喜納:医療はインフラなので、保険制度で子どもや生活保護の人は負担がなかったり、その他の人も3割程度の負担で済んだりしています。しかし、市販薬はそうではない。何らかの設計を施すことで、子ども用の薬は安く買えるなど現状を変えられるんじゃないかなというのが、将来的なビジョンです。そのためにも、ワンストップでユーザー体験を作っていくのがまず取り組んでいることです。根岸さんはどう思われますか?

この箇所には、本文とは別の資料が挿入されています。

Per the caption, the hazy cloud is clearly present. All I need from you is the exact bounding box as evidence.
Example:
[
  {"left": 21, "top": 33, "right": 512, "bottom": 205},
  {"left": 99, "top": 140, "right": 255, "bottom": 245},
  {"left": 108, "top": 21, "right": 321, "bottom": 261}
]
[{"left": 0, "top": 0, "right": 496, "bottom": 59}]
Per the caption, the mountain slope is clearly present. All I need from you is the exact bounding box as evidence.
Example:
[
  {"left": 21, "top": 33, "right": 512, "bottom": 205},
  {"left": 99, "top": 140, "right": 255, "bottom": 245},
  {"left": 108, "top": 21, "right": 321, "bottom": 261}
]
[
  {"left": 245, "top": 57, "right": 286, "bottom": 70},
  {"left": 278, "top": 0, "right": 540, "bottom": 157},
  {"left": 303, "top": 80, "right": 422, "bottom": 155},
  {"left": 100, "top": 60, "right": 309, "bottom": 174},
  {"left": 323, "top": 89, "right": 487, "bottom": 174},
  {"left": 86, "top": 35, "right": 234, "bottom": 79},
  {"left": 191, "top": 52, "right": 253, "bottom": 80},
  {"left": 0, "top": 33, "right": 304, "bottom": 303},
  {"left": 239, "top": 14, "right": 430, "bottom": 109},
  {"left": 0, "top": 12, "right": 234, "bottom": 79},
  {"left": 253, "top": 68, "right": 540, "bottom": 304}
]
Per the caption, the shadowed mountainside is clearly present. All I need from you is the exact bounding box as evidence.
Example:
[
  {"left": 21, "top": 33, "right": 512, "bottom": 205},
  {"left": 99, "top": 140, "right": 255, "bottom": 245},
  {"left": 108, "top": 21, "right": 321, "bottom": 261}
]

根岸:薬の選び方が変わったらいいなと思っています。例えば、レストランやコスメの選び方は、ネットが出てきて変わりました。しかし、薬は買う場所がネットになっただけで、選び方は今までと変わっていないと思います。CMでよく見聞きしている商品をモールで検索して最安値のショップで買う、みたいな。

喜納:そうですね。

根岸:メディアが発展していく中でその流れが少し変わるかなとも思ったのですが、さまざまな要因もあり大きく変化しませんでした。ユーザー体験をきちんと作りに行く医療機関がないので、そこをミナカラが担っていけるのではないかと思います。薬をユーザーが選べるようになるだけでなく、選ぶ認識すら持たずに、「はい、これ」と適切な薬がユーザーに届くようになったらいいですね。
化粧品は形状も含め進化しつづけていますが、薬はまだまだですよね。そうしたアップデートも含めてミナカラが変えていけるんじゃないかと期待しています。価値観が変わる瞬間はビジネス的なシェアが取れるチャンスなので、ぜひミナカラに総取りしてもらいたいです。
ユーザーからすると、薬をどう検索すればいいのかわからないこともあるので、ベストチョイスがすぐ手に取れるのは強みになると思います。
また、製薬メーカーとの共同開発プログラムにも力を入れていますよね。

喜納:マーケティングデータを製薬メーカーに提供して、ユーザーにとっていい商品を一緒に作っています。自社だけで開発するだけでなく、既にブランドや良いお薬を持っているメーカーさんのポテンシャルを最大限引き出したほうが、業界全体をより前に進められますし、ビジネスチャンスでもありますね。こうやって、上流からの戦略を一緒に考えられるのがありがたいです。 

根岸:OTC医薬品業界のDXを一層加速させるべく、今後も共に事業推進していきたいと思います。